Fingerzinken auf der Kreissäge herstellen
So geht’s auch

In der dds-Serie »So geht’s auch« beschreibt Willi Brokbals konventionelle Fertigungsmethoden, die nicht in Vergessenheit geraten sollten. Teil 3: Dreikantleisten und Halbrundstäbe sägen, große Hohlkehlen und Fingerzinken auf der Tischkreissäge herstellen.

Der dritte Teil der dds-Serie »So geht’s auch« beleuchtet noch einmal spezielle, und dennoch ganz traditionelle Fertigungsmethoden an der Kreissäge. Große Hohlkehlen und Fingerzinken kann man sicherlich mit der Tischfräse oder mit dem Bearbeitungszentrum herstellen, wenn die passenden Werkzeuge zur Verfügung stehen. Doch wenn die Werkstücke, die für Tischfräsen möglichen Bearbeitungsmaße übersteigen, ist die Fertigung an der Formatkreissäge sinnvoller oder wird erst hier möglich. Das gilt beispielsweise für sehr große Hohlkehlen.
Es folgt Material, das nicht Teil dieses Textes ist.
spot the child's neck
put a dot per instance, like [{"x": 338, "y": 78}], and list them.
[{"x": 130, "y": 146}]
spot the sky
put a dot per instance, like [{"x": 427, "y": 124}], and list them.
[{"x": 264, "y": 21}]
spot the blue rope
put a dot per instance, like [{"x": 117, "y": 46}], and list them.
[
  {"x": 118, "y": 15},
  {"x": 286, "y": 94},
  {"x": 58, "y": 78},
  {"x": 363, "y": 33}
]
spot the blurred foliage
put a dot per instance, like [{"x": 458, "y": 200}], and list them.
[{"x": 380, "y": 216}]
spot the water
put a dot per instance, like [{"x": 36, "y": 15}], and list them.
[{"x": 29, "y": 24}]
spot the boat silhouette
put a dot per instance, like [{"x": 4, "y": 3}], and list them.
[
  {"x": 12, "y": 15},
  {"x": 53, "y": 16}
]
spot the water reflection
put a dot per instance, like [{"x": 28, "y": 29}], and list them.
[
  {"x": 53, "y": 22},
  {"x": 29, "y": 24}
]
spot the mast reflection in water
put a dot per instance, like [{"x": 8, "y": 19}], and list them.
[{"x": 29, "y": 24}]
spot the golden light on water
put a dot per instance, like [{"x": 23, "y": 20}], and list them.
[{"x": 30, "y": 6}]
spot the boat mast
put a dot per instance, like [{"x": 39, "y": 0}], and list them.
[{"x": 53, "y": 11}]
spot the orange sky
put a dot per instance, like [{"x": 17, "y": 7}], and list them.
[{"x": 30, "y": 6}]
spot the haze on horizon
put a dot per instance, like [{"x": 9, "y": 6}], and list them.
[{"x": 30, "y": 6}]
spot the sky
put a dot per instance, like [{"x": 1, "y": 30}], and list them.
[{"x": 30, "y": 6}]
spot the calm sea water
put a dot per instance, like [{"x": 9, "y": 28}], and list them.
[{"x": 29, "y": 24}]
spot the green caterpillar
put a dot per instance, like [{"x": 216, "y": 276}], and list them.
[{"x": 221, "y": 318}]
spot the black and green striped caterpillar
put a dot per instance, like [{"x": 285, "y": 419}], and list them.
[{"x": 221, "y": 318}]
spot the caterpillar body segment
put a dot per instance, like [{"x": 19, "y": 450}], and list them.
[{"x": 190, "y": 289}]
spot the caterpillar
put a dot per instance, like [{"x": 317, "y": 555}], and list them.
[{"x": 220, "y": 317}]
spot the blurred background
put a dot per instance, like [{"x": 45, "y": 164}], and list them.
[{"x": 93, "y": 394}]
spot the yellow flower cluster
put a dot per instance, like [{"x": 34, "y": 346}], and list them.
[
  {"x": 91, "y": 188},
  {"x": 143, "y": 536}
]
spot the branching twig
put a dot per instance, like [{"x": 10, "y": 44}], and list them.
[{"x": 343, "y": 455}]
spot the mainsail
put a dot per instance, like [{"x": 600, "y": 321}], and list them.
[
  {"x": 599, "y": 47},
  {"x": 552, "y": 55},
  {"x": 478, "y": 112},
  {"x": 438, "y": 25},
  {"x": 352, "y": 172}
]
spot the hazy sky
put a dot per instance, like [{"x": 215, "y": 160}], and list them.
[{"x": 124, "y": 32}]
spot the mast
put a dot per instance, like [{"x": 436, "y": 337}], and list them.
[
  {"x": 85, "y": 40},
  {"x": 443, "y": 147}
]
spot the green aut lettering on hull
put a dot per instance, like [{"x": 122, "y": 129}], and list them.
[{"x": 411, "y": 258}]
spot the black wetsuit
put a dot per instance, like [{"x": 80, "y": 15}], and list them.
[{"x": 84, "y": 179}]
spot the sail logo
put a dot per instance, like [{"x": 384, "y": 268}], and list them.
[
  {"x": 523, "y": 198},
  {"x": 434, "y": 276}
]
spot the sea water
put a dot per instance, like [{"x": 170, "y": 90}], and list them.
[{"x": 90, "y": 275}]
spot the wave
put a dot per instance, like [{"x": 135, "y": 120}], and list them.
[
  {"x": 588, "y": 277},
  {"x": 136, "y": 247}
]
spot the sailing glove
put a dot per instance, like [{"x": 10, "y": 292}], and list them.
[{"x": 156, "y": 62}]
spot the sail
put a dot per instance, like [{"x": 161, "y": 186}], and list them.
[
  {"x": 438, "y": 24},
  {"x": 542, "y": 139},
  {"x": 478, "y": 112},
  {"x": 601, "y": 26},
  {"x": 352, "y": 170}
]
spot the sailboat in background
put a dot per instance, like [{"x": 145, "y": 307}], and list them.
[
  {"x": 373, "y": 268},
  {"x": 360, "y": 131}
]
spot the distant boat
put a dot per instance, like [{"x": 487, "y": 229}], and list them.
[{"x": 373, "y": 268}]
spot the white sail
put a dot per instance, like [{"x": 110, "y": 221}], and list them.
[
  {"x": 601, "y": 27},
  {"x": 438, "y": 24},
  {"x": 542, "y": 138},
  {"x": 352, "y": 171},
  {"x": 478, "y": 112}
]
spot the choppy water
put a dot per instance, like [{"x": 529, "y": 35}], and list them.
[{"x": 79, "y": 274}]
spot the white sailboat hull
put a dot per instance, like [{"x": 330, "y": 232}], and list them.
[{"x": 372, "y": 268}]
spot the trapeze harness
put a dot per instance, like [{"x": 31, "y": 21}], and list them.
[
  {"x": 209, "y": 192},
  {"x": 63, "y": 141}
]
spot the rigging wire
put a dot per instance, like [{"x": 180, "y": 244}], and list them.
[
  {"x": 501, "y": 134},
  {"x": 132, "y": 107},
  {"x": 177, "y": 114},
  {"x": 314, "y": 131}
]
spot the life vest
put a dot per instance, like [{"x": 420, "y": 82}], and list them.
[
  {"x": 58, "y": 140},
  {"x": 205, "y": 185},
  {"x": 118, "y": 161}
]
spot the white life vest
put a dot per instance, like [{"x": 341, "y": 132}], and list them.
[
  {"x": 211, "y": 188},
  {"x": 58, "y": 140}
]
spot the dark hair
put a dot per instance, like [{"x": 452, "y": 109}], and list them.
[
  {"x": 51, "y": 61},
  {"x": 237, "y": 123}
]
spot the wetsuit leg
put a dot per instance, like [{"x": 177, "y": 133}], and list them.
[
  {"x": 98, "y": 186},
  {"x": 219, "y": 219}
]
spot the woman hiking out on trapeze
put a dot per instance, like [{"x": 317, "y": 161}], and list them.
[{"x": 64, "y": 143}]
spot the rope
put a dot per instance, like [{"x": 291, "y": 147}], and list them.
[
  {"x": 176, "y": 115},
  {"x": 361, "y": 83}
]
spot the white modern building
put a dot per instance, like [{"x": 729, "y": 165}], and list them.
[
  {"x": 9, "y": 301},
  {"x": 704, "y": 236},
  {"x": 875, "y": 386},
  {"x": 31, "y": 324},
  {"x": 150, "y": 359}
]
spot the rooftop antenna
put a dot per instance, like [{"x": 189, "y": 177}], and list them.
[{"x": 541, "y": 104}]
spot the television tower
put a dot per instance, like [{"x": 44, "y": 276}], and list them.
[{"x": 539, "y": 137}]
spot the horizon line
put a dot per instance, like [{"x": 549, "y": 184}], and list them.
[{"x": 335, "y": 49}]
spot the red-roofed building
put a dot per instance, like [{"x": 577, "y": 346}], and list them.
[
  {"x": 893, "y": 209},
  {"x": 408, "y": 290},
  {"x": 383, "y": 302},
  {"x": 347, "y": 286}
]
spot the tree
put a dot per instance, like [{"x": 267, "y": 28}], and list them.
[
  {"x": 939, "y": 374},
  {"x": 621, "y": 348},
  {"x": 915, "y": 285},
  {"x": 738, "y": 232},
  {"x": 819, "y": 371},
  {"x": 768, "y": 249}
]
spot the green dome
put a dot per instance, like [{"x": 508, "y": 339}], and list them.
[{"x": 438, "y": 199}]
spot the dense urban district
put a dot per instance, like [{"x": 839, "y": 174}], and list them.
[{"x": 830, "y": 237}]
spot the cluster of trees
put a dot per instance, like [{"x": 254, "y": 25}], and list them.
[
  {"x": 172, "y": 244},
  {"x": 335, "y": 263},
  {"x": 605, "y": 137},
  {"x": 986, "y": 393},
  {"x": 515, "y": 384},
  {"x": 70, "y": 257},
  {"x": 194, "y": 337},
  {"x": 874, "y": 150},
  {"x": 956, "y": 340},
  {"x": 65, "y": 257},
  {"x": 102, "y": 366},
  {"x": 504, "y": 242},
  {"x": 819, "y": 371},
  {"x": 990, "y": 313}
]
Auch wenn die Fräshöhe regelmäßig zu verändern ist, wie beim sukzessiven Fräsen von Fingerzinken, ist die Tischkreissäge der Fräse überlegen.

Leisten und Stäbe auftrennen

Sind quadratische Kanteln der Länge nach zu Dreikantleisten aufzutrennen oder aus Rundstäben Halbrundstäbe zu sägen, ist sichere Werkstückführung nötig. Gute Dienste leistet ein Winkelanschlag mit V-förmiger Nut (Bild 1). Die beiden V-Schenkel bilden einen rechten Winkel. Eine weitere, etwa 3 mm tiefe Nut am Grund der V-Führung stellt sicher, dass eingelegte Leisten nur mit den Schmalflächen an den V-Schenkeln und nicht mit der Längskante im Grund aufliegen. Das reduziert Ungenauigkeiten. Damit sich die Vorrichtung über das Sägeblatt stülpen und auf den Tisch legen lässt, muss sie auf etwa halber Länge eine entsprechend große Durchtrittsöffnung haben, die sich über den Bereich von Sägeblatt und Spaltkeil erstreckt.
Nach dem Auflegen der Vorrichtung wird der Parallelanschlag an den aufrechten Schenkel herangestellt und das Winkelbrett dort angeschraubt oder mit Exzenterzwingen gesichert. Ist das Sägeblatt auf die richtige Höhe eingestellt, kann eine Kantel oder ein Rundstab aufgelegt und gesägt werden (Bild 2). Um die Sicherheit beim Auftrennen zu gewährleisten, wird die Schutzhaube auf das Schnittgut abgesenkt und während der Sägedauer mit der linken Hand heruntergedrückt, während die rechte Hand das Werkstück mit einem Nachschiebeholz vorschiebt (Bild 3). Hat die Säge keine vom Spaltkeil getrennte Schutzhaube, können die Werkstücke auch durch eine V-förmig ausgeschnittene Kammfeder heruntergedrückt werden (zur besseren Darstellung wurde die Schutzhaube teilweise entfernt).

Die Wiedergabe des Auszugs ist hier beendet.